There are several strategies available for health checks that you can deploy using the
`MultiDbConfig` builder. Each strategy is a class that implements the `HealthCheckStrategy`
interface. Use the constructor of a `HealthCheckStrategy` implementation to pass
a `HealthCheckStrategy.Config` object to configure the health check behavior.
The methods of the base `HealthCheckStrategy.Config` builder are shown below.
Note that some strategies (including your own custom strategies) may use a
subclass of `HealthCheckStrategy.Config` to provide extra options.
| Builder method | Default value | Description|
| --- | --- | --- |
| `interval()` | `1000` | Interval in milliseconds between health checks. |
| `timeout()` | `1000` | Timeout in milliseconds for health check requests. |
| `numProbes()` | `3` | Number of probes to perform during each health check. |
| `delayInBetweenProbes()` | `100` | Delay in milliseconds between probes during a health check. |
| `policy()` | `ProbingPolicy.BuiltIn.ALL_SUCCESS` | Policy to determine if the database is healthy based on the probe results. The options are `ALL_SUCCESS` (all probes must succeed), `ANY_SUCCESS` (at least one probe must succeed), and `MAJORITY_SUCCESS` (majority of probes must succeed). |
The sections below explain the available strategies in more detail.

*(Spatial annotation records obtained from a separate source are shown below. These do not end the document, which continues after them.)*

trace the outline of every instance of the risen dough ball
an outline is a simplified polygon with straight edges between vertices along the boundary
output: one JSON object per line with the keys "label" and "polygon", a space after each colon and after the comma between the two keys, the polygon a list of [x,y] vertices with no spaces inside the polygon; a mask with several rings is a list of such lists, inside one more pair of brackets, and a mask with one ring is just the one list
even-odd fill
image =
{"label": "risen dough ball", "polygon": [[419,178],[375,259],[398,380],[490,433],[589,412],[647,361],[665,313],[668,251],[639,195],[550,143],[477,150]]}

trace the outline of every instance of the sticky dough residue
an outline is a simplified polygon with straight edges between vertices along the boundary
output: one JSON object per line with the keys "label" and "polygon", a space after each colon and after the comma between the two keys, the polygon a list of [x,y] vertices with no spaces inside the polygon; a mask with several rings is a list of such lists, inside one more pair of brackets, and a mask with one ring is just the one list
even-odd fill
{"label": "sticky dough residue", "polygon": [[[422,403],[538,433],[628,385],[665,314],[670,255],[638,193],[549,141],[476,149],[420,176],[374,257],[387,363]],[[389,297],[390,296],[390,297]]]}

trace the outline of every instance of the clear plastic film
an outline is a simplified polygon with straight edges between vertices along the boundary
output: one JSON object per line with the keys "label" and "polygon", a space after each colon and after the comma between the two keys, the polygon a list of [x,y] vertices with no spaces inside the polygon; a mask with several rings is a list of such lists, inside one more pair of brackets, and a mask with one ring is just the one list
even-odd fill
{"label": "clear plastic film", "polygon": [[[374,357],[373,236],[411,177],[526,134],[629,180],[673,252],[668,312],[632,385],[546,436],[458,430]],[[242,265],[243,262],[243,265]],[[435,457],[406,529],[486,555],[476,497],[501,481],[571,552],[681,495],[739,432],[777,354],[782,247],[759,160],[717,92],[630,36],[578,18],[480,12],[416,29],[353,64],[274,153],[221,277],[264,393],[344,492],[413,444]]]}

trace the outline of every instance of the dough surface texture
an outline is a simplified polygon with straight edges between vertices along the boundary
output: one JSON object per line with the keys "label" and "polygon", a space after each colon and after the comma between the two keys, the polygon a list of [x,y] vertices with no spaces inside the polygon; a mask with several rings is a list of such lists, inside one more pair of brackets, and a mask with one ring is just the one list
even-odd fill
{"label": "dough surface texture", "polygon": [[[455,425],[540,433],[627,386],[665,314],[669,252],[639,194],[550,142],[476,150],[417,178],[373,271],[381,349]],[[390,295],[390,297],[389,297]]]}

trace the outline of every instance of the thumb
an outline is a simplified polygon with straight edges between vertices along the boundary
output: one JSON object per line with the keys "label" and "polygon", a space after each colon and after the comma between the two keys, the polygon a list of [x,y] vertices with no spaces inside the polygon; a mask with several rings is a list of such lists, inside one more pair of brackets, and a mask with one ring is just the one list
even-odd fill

### `PingStrategy` (default)
The default strategy, `PingStrategy`, periodically sends a Redis
[`PING`]({{< relref "/commands/ping" >}}) command
and checks that it gives the expected response. Any unexpected response
or exception indicates an unhealthy server. Although `PingStrategy` is
very simple, it is a good basic approach for most Redis deployments.
Although `PingStrategy` is the default, you can still activate it
explicitly using the `healthCheckStrategy()` method of the `MultiDbConfig.DatabaseConfig`
builder. Use this approach if you want to configure the default
`PingStrategy` with custom options, as shown in the example below.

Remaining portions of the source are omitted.